Ho imparato a suonare. Un po' da autodidatta, un po' grazie a un compagno di classe di mamma, un tipo con lunghi capelli grigi legati in un codino e un cerchio spesso e argenteo al lobo destro. Si chiamava Gaetano.
Gaetano aveva un modo tutto suo, di insegnare. Per ogni nota sbagliata mi bacchettava forte sulle dita confuse con una di quelle matite rosso - blu che la professoressa di italiano usava per correggermi i temi e guardava ogni cinque minuti la foto della figlia che la moglie gli aveva portato via, trasferendosi non so dove. Fumava come un turco e spesso mi offriva sigarette e spinelli, asserendo servissero a sviluppare la sintonia con le note.
Quando, due anni fa, l'hanno trovato a casa, seduto per terra con la schiena appoggiata al muro e l'aria satura di anidride carbonica, seduto sulla sua tomba al Verano ho pianto e gli ho suonato De Andrè.
Preghiera in gennaio.
Ho pregato che andasse in paradiso e che davvero non ci fosse l'inferno, nel mondo del buon Dio.
Mamma, solida, in carne ed ossa, mi aspettava ritta in piedi nel suo cappotto rosso 100 metri più avanti, tenendosi lontana, ma vicina, come un faro luminoso presente costantemente in quel mare di nero dolore.
Da quel momento in poi, ho suonato in ogni momento della mia vita, in ogni luogo che mi sono trovato ad attraversare, in memoria di Gaetano e delle sue dita ingiallite dal fumo.
Ho portato avanti il suo ricordo e piano piano sono entrato nelle note, come voleva lui.
Le ho fatte mie.
Ho imparato a giocarci e a chiudermi in me stesso quando lo facevo, conquistandomi quell'aria da tenebroso - che in realtà mica è mai stato vero: io mi sono solo sempre visto i cazzi miei, che preferisco avere l'opportunità di campare cent'anni.
E mamma è stata ogni volta lì, ferma, ad ascoltarmi, a braccia conserte, muovendo la testa e fissandomi come se mi riuscisse a leggere persino l'anima.

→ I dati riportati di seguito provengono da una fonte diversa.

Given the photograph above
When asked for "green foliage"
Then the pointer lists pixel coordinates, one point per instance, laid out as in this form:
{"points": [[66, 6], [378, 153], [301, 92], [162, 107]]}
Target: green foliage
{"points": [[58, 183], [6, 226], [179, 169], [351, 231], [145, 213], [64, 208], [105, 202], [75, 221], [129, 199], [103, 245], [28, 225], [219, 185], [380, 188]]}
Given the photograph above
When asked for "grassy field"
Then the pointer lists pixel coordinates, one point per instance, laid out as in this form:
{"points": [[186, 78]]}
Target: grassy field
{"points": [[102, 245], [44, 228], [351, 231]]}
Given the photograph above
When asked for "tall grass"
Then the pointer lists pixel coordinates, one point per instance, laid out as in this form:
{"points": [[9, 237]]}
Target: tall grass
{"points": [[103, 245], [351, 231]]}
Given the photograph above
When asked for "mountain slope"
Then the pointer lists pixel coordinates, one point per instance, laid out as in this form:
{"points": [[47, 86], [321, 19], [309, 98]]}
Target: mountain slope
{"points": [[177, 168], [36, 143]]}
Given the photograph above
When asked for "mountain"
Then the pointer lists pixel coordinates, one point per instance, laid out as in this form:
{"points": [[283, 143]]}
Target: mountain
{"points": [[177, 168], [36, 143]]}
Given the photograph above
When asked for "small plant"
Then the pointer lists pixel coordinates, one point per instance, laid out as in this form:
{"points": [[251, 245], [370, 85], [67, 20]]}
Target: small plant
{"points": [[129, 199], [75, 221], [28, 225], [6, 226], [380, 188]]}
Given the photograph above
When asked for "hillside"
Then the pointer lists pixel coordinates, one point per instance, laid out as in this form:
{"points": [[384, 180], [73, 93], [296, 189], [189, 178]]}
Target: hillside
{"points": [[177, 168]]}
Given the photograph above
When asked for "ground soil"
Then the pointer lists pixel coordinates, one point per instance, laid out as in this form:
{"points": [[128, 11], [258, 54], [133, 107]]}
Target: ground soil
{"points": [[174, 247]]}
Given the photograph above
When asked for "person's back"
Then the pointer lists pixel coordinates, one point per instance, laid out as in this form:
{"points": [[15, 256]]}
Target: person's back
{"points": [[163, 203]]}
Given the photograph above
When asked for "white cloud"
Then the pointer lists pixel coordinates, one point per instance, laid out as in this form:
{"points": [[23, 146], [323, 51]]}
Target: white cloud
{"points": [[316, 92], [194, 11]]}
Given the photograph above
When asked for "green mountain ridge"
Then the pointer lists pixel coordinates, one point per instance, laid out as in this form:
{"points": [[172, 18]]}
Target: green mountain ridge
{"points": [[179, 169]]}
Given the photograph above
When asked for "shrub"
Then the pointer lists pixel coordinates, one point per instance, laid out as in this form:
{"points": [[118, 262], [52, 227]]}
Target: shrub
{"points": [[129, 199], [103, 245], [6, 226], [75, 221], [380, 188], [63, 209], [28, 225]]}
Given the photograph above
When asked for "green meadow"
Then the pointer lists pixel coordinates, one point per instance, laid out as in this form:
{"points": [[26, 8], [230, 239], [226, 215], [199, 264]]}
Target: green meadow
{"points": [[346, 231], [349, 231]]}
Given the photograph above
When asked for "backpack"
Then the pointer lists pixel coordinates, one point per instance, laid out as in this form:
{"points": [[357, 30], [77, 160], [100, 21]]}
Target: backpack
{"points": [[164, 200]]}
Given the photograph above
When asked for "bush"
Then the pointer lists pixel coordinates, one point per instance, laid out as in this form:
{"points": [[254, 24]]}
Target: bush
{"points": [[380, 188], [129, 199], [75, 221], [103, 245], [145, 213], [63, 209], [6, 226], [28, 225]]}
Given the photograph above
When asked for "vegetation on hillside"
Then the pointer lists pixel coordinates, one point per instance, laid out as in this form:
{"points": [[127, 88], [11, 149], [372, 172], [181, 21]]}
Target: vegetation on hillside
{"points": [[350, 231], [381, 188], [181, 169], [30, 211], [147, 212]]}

Con un rumore acuto, allontano la sedia dal tavolo e mi fiondo in camera da letto, dove mamma sta abbottonando la camicia azzurra, quella che abbiamo comprato a Porta Portese un paio di domeniche fa.
Faccio sbucare la testa dallo stipite della porta.
"Ma'?"
"Che vuoi?"
Mi vergogno un po', abbasso la testa. "A ma', mi perdoni? Sono un testa di cazzo."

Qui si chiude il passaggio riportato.